A SUPERAÇÃO DO FEUDALISMO – SÍNTESE TEÓRICA
PROFº ORLANDO REY
A crise do sistema feudal e o progressivo desenvolvimento do capitalismo criaram as condições necessárias para o surgimento do mundo moderno.
Entre o século XI e o início do século XIV houve a retomada do crescimento demográfico na Europa ocidental. A população européia que em 1050 girava em torno de 46 milhões, chegou a 73 milhões em 1300. Esses números são importantes para compreendermos melhor as transformações que ocorreram na Europa a partir de então.
O crescimento demográfico trazia um grande problema para o feudalismo que era a necessidade de ampliar a produtividade.
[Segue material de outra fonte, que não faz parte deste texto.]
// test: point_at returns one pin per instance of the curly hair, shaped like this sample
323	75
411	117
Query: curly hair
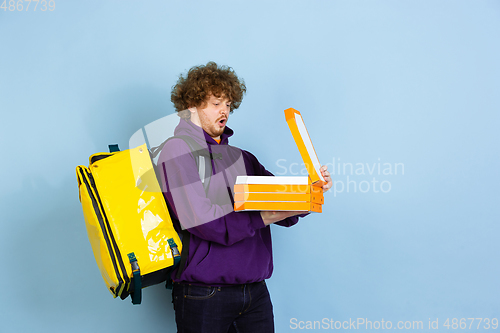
195	88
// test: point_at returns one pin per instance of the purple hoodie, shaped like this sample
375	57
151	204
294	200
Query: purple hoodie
226	247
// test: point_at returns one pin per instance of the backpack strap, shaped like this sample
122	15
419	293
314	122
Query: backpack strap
203	158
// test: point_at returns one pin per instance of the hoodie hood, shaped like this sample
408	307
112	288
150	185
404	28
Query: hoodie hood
186	127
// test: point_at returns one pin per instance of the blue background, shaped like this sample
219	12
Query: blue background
411	82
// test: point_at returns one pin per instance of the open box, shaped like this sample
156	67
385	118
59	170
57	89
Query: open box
285	193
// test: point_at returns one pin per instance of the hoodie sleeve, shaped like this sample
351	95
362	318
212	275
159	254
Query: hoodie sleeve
197	213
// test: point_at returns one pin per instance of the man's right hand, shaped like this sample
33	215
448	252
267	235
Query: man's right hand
270	217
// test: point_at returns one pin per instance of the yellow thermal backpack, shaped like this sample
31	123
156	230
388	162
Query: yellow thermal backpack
128	221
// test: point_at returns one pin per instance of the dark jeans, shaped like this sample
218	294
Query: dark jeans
239	308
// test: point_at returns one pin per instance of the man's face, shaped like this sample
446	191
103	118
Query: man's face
213	117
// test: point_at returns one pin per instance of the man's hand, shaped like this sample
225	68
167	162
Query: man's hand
328	179
270	217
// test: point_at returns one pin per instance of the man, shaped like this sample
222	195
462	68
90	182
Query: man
221	288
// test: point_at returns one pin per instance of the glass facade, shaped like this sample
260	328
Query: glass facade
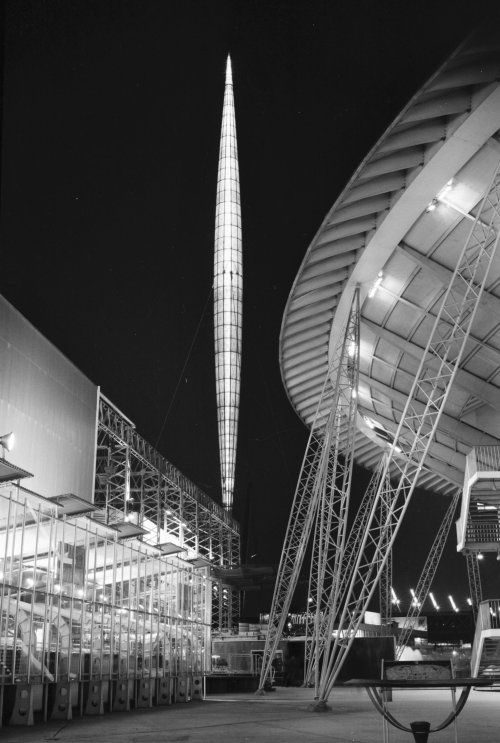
79	603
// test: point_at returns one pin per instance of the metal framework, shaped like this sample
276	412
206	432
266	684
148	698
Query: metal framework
134	483
418	423
322	493
428	573
475	588
315	640
228	293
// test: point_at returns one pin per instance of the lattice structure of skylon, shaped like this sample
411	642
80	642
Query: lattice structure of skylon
228	294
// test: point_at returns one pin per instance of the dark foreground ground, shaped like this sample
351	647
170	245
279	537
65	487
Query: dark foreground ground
279	717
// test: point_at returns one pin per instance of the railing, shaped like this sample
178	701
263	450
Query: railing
483	531
488	617
483	459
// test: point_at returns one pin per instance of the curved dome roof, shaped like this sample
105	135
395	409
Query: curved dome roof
445	143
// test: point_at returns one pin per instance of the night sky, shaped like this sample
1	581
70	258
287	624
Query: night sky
110	137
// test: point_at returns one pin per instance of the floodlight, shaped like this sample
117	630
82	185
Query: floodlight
8	441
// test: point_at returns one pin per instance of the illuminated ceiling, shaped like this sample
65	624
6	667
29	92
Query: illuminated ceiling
396	232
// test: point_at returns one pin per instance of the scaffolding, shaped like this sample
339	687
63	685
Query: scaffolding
136	484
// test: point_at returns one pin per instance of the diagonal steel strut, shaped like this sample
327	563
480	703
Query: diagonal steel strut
318	480
418	423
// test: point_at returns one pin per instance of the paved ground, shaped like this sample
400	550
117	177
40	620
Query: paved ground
279	717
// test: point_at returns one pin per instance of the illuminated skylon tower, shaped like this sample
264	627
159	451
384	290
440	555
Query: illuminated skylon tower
228	293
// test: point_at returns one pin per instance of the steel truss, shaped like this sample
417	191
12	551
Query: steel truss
135	483
385	583
428	573
475	588
418	423
322	491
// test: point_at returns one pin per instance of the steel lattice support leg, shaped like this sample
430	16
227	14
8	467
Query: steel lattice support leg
419	421
315	640
318	477
428	573
475	588
385	584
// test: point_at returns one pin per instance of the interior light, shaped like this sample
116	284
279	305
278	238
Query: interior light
446	188
376	284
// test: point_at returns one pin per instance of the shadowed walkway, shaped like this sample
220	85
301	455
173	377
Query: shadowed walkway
278	717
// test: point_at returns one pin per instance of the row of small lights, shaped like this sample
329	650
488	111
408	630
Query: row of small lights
415	602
Porém o modo de produção feudal tinha as suas limitações sendo que a principal delas era a alta tributação imposta pelos senhores feudais aos servos(talha, corvéia, banalidade, mão morta etc.), fazendo com que esses não tivessem o menor interesse em aumentar a produção, que naquele momento era insuficiente para atender as necessidades de consumo.
A marginalização social foi a conseqüência imediata do descompasso entre o aumento populacional e a baixa produtividade dos feudos. Os senhores feudais, buscando adequar o consumo a produção, expulsavam o excedente populacional de suas terras. Boa parte desse excedente estabeleceu-se em aldeias ou em antigos centros urbanos, outros viraram salteadores.
Em 1095 o papa Urbano II conclamou a cristandade a integrar as cruzadas, movimento militar de caráter religioso realizados pelos cristãos contra os muçulmanos. A intensa religiosidade do homem medieval foi de grande importância para a organização das cruzadas. A marginalização decorrente do crescimento demográfico, o direito de primogenitura , e o interesse comercial, principalmente dos mercadores das cidades italianas(Gênova e Veneza) que fica evidente a partir da quarta cruzada quando ocorre a retomado do mediterrâneo, que tinha se transformado em um lago árabe, pelos europeus que restabelecem o comércio entre ocidente e oriente.
As cruzadas foram importantes pois ajudou a Europa a despertar do seu sono feudal, abrindo caminho para o renascimento comercial e urbano que vai se processar na medida em que se intensificam a procura por mercadorias vindas do oriente.
As cidades de Gênova e Veneza , na Itália, vão se beneficiar com a retomada dos contatos comerciais entre ocidente e oriente através do mar Mediterrâneo, sobre o qual exercem controle do comércio, passando a monopolizar a distribuição das mercadorias orientais por todo continente europeu.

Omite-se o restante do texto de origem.